The 3D game prototype is the next evolution of an interactive fiction (IF) game that was developed to teach students how to navigate a German train station (available for download here). The 3D game prototype and instructional materials have been developed with open source technologies, freeware, and software that is commonly found in the second language acquisition classroom. Developmental costs have thereby been kept to a minimum, easily within the range of the tight operating budgets that many language departments and programs deal with on a daily basis. Language instructors everywhere are invited to use the game and related materials in their own courses and to adapt or correct them as they see fit. I'm sure that there are numerous errors in the programming code, German language, and instuctional design. It is hoped that the game will show language instructors what is possible with current technologies and will help to serve as a catalyst for them to network in fields traditionally beyond the boundaries of their own discipline (e.g., digital art, computer science). The game, all associated digital resources, and supporting instructional materials are made publicly available under a Creative Commons 3.0 Attribution-NonCommercial-ShareAlike license.
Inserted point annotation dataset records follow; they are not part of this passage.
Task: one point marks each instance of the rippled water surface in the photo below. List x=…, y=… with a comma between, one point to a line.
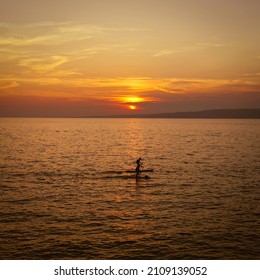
x=65, y=193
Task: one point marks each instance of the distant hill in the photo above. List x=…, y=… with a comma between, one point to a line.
x=207, y=114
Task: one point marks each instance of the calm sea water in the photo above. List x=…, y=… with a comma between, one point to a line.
x=65, y=193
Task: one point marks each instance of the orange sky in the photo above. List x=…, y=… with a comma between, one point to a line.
x=81, y=58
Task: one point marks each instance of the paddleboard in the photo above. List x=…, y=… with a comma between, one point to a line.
x=142, y=170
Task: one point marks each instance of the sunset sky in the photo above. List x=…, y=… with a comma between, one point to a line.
x=62, y=58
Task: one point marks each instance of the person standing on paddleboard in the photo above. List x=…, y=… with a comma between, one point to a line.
x=138, y=169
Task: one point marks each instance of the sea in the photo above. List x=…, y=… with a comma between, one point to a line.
x=65, y=192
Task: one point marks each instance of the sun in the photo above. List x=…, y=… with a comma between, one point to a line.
x=132, y=107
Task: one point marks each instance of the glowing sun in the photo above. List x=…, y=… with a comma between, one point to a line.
x=132, y=107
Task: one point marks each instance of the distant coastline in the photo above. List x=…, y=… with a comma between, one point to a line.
x=205, y=114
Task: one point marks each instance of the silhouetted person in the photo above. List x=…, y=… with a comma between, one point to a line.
x=138, y=169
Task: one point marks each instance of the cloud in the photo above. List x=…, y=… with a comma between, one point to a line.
x=42, y=65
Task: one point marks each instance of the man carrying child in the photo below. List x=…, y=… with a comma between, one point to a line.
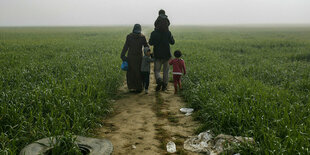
x=161, y=38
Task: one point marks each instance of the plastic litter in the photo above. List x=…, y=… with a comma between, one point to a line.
x=206, y=142
x=187, y=111
x=199, y=143
x=171, y=148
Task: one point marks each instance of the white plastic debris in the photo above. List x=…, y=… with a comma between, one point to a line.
x=199, y=143
x=171, y=148
x=187, y=111
x=205, y=142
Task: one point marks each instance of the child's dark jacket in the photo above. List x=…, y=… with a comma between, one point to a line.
x=178, y=66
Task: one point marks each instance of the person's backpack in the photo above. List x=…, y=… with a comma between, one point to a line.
x=124, y=66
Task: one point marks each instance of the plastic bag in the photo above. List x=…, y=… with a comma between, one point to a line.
x=171, y=148
x=188, y=111
x=124, y=66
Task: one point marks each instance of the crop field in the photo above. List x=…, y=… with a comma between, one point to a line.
x=242, y=81
x=55, y=80
x=251, y=82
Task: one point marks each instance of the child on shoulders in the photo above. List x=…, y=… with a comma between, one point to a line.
x=162, y=22
x=178, y=70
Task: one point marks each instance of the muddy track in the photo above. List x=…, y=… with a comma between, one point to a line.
x=144, y=123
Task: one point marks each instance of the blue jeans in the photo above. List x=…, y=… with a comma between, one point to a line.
x=145, y=79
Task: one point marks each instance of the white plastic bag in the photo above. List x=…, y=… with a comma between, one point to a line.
x=171, y=148
x=187, y=111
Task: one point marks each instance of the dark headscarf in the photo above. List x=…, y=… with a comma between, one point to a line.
x=137, y=29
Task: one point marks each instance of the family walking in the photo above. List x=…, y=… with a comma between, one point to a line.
x=139, y=66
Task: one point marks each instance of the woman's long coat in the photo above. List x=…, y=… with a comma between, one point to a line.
x=134, y=43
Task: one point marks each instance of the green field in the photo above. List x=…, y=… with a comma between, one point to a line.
x=244, y=81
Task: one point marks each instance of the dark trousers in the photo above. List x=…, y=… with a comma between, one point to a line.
x=145, y=79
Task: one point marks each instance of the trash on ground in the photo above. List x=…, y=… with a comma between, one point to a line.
x=206, y=142
x=199, y=143
x=187, y=111
x=171, y=148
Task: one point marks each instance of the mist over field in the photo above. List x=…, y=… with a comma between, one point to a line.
x=129, y=12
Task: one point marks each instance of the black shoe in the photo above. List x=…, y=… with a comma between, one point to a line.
x=164, y=87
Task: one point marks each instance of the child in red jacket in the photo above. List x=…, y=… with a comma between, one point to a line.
x=178, y=69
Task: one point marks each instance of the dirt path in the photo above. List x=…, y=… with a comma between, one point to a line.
x=144, y=123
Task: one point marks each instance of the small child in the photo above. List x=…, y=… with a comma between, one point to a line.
x=145, y=68
x=162, y=22
x=178, y=68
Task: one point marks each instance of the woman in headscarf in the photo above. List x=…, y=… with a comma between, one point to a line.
x=134, y=43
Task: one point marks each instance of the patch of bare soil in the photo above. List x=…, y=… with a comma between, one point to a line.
x=145, y=123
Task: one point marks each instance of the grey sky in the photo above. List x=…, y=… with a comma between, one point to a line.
x=128, y=12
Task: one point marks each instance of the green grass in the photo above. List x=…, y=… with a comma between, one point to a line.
x=56, y=80
x=250, y=82
x=245, y=81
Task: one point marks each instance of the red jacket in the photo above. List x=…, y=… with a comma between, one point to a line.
x=178, y=66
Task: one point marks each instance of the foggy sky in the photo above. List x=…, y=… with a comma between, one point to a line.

If you would like more information about the project, please contact the project director David Neville (dneville@elon.edu). Your feedback and experiences with the game will direct future game development and help create an environment that is fun, educational, and broadly accessible. I did all the 3D development, coding, and instructional design myself in my spare time over the course of one year, so the game doesn't play like Half-Life 2 or Mass Effect 2. It nevertheless hopefully shows the directions that language education can (and should) explore in the coming years.
For Students/Instructors
The game can be downloaded as a compressed .zip file and extracted to your computer. The extracted folder contains two releases of the game: (1) a Windows .exe file, which can be played on a PC, and (2) a Mac universal binary file, which can be played on a Mac computer. An accompanying player guide in .pdf format gives instructions on how the game can be played.
For Instructors
Instructional materials are available for download and include: (1) a PowerPoint presentation on recycling and waste management in Germany, (2) a vocabulary list, (3), classroom exercises; (4) a level-appropriate reading, and (4) a homework assignment. With the exception of the PowerPoint presentation, all instructional materials can be modified in OpenOffice, an open source word processing program.
For Developers
Game resources are distributed as a Unity package, a proprietary compressed file format that contains all the game source files for 3D models, code, and sound. Please download Unity and install it on your computer before attempting to extract these files. You can either double-click the package, which will prompt Unity to create a new project into which the package will then be imported, or your can import the package into an existing project. As the Unity package is rather large and contains many resources, it may take a while to download and extract all files. Computer code for the game was done in C# in Microsoft Visual Studio Express, 3D model development in Blender, 3D model textures in GIMP, and sound effects with Audacity using open source, royalty free, or collaborative sound resources (e.g., freesound). Once the Unity package has been extracted, all game models, scripts, and sounds can be found in the Assets folder.